It was just over a month ago that Market Wire highlighted the strong underlying metrics of Resolute Group’s Definitive Feasibility Study (DFS) reported towards the end of June. Of significance was the fact that the study showed all in sustaining costs for the total Syama gold mine would be US$881 per ounce.
The project is expected to produce 250,000 ounces per annum once the underground development is completed with an initial operating mine life of more than 12 years. Nominal upfront capital investment was required to develop the project resulting in the company not needing to undertake an earnings per share dilutive capital raising.
Subsequent to Market Wire highlighting these issues, the company’s share price has increased more than 25% from $1.31 to hit a high of $1.68 on Friday.

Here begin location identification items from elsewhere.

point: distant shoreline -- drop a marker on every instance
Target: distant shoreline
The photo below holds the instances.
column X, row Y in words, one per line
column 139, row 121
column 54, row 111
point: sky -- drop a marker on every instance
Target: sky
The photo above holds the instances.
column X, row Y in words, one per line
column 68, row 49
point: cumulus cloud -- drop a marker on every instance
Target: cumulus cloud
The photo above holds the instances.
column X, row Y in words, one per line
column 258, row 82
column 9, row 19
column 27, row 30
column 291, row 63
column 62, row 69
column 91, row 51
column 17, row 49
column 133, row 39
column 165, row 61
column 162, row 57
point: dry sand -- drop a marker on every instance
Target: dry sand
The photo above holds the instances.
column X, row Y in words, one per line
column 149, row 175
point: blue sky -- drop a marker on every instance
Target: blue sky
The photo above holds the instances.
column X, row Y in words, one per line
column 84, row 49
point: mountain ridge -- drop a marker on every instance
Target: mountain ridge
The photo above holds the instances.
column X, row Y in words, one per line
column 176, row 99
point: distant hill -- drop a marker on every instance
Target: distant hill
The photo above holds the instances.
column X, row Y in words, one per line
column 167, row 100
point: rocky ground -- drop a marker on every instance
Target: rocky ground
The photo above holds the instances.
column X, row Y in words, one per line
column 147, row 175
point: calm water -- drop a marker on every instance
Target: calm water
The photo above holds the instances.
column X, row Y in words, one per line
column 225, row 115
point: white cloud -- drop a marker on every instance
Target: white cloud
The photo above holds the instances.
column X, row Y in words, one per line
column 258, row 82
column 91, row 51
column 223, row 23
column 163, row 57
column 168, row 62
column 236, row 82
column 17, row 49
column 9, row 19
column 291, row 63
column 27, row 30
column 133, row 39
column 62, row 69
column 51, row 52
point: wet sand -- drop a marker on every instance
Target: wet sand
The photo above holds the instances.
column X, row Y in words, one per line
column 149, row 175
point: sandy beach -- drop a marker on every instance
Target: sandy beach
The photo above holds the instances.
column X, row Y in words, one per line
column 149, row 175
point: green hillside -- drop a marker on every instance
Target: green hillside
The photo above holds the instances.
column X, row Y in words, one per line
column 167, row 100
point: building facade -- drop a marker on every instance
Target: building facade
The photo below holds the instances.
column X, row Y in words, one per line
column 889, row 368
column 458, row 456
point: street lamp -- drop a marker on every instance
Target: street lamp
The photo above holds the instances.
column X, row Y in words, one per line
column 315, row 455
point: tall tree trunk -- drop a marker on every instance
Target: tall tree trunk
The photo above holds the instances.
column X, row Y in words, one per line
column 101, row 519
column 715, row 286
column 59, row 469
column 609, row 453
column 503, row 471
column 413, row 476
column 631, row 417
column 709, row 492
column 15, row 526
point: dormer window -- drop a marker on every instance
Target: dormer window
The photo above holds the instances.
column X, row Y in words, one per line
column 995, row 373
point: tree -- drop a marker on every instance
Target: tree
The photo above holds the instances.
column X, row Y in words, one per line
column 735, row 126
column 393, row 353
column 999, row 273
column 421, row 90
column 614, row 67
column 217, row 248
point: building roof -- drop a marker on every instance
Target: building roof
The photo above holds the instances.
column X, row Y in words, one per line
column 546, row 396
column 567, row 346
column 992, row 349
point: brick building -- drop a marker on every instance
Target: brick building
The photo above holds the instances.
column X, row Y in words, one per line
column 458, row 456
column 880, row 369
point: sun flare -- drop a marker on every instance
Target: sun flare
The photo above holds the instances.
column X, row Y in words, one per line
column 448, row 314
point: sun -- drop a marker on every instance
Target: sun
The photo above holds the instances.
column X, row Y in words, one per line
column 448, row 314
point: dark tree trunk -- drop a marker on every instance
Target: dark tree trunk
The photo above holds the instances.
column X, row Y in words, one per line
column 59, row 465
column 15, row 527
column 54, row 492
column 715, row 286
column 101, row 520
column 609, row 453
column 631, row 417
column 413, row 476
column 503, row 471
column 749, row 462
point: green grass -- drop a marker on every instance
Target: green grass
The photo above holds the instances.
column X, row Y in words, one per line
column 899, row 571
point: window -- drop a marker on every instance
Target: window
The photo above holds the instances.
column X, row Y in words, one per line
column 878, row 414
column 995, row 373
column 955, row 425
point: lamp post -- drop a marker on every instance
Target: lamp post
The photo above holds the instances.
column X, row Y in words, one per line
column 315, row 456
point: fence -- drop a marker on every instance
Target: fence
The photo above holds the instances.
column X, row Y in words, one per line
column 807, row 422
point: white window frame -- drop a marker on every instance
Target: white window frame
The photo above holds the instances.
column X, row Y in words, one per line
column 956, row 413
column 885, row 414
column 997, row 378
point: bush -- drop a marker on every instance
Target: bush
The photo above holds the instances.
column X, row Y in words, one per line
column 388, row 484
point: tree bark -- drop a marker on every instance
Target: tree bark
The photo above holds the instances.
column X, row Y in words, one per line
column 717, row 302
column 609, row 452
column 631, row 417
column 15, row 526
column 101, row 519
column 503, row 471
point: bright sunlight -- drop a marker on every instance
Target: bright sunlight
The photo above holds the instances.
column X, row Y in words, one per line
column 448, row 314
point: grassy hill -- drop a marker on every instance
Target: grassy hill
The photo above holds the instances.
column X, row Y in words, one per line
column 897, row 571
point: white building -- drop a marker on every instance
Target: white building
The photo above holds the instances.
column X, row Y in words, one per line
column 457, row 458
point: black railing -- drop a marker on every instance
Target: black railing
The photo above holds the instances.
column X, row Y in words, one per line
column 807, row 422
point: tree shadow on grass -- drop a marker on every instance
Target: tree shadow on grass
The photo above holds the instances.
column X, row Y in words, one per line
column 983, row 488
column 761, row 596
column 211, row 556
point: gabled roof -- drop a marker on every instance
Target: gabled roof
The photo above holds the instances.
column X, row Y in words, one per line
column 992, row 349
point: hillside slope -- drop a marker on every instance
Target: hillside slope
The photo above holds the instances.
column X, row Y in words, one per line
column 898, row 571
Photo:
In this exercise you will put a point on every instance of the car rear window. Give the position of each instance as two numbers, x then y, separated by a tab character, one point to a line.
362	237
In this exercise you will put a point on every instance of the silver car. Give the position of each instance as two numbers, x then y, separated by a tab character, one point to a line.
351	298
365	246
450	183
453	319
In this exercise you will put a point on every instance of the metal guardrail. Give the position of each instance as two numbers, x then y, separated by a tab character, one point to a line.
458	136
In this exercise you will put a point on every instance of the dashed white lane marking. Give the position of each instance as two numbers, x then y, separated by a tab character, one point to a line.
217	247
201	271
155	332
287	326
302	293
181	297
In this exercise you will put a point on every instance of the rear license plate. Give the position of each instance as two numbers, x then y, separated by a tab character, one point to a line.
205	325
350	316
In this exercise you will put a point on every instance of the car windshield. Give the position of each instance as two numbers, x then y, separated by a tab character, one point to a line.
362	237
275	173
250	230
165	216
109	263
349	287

This compares with the group’s 12 month consensus price target of $2.00.
Following this morning’s encouraging news regarding the delineation of further high-grade intercepts at Syama, Resolute could push up towards this level sooner rather than later.
High-grade intercepts from deep drilling included 62 metres grading 6.7 grams per tonne, 46 metres grading 3.1 grams per tonne and 23 metres grading 3.6 grams per tonne.
As highlighted by management, the results confirm the consistency and continuity of mineralisation below the current Syama underground Reserve and emphasise the possibility of future expansion and extension to the Syama gold mine.
Managing Director John Welborn said, ‘The DFS is based on the current underground reserve which has not yet been updated with results from the deep drilling program and we expect to materially increase the resource in due course’.
Wellborn said he is also considering the potential to expand future production. Should the current drilling program which extends through to the end of 2016 indicate there is the potential to extract significantly more gold from an underground project there is the possibility that Resolute could consider the construction of a larger plant capable of delivering higher annual production than has currently been modelled.